Ziga Rejects That Weapons from Slovakia Went to Middle East

Ziga Rejects That Weapons from Slovakia Went to Middle East

Bratislava, November 30 (TASR) – Slovak Economy Minister Peter Ziga (Smer-SD) after the Cabinet session on Wednesday rejected any involvement of Slovakia in the alleged discovery of weapons in the Middle East.

According to Ziga, the weapons and ammunition that were sent from Slovenia to Slovakia back in 2005 were properly decommissioned by the Military Repair Company (VOP) in Novaky (Trencin region). “I don’t understand why there are any doubts emerging,” said Ziga.

The Economy Ministry in the spring of 2005 granted a licence for the delivery of 132 rockets from a Slovenian firm to VOP. Ziga said that they were decommissioned in August of the same year, which could be proved by the invoice and the protocol. “Thousands of weapons of this batch number were created. Only 132 pieces of them were delivered to Slovakia; those were decommissioned and destroyed,” stated Ziga.

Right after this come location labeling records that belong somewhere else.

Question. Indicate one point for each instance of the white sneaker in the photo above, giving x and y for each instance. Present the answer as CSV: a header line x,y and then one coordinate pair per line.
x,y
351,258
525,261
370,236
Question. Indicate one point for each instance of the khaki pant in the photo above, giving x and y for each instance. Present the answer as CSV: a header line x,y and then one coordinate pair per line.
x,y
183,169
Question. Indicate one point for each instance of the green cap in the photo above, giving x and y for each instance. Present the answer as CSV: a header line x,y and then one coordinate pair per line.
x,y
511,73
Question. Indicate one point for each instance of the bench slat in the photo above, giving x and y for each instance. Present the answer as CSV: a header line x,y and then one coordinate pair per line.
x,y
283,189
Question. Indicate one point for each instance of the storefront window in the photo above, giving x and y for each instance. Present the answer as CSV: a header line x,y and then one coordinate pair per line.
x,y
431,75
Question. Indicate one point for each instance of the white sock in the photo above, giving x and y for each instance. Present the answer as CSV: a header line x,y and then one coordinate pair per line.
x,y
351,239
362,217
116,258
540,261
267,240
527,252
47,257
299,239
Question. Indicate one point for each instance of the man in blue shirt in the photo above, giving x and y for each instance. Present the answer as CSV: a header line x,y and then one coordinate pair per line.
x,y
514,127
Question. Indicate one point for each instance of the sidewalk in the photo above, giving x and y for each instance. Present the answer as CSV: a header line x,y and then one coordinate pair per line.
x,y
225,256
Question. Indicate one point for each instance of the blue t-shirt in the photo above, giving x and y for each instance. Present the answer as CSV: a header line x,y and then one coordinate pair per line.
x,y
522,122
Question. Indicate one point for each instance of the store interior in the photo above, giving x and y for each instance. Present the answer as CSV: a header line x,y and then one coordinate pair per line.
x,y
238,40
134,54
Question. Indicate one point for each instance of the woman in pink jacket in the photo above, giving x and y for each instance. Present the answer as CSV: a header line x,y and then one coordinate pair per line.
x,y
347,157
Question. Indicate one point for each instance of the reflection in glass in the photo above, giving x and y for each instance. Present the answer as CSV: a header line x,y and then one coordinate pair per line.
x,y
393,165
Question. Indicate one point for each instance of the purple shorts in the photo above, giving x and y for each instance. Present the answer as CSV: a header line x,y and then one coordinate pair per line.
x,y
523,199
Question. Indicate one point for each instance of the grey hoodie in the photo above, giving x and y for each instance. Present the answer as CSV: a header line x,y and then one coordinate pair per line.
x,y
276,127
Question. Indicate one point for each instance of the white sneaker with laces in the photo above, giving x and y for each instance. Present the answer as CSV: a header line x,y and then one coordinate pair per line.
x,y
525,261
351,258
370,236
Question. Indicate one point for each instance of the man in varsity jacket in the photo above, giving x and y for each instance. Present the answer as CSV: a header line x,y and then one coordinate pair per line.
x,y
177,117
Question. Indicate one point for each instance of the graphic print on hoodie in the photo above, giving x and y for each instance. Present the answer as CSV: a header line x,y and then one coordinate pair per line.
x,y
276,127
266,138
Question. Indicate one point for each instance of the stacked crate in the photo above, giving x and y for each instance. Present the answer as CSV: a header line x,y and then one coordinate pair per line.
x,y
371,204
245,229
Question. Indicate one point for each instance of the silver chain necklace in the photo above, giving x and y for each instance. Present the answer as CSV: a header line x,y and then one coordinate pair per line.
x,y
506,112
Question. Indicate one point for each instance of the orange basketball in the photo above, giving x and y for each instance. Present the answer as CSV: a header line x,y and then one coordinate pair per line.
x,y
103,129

Ziga is pleading for people not to make a banana republic out of Slovakia, because everything works just as it should. “The Economy Ministry didn’t provide any export or re-export licence on this kind of ammunition and weapons,” said Ziga, stressing that the only two countries that have provided some information about these rockets were Slovakia and Slovenia and now they’re being punished for it. He thinks that it is strange.

The information about the rockets was reported by SME daily on Tuesday. The daily thus assumed that the Islamic State’s supply route starts in or leads through Slovakia. The daily was referring to findings by the Conflict Armament Research expert group which, funded by the European Commission, examines ammunition used in war zones in the Middle East.

The Czech Investigative Journalism Centre also said that some of the ammo found in Libya and Iraq has the same batch number as those from military storage houses in Slovenia. However, the daily hasn’t excluded the fact that such ammo could be stored in multiple former Yugoslav states, as the rockets originated in former Yugoslavia.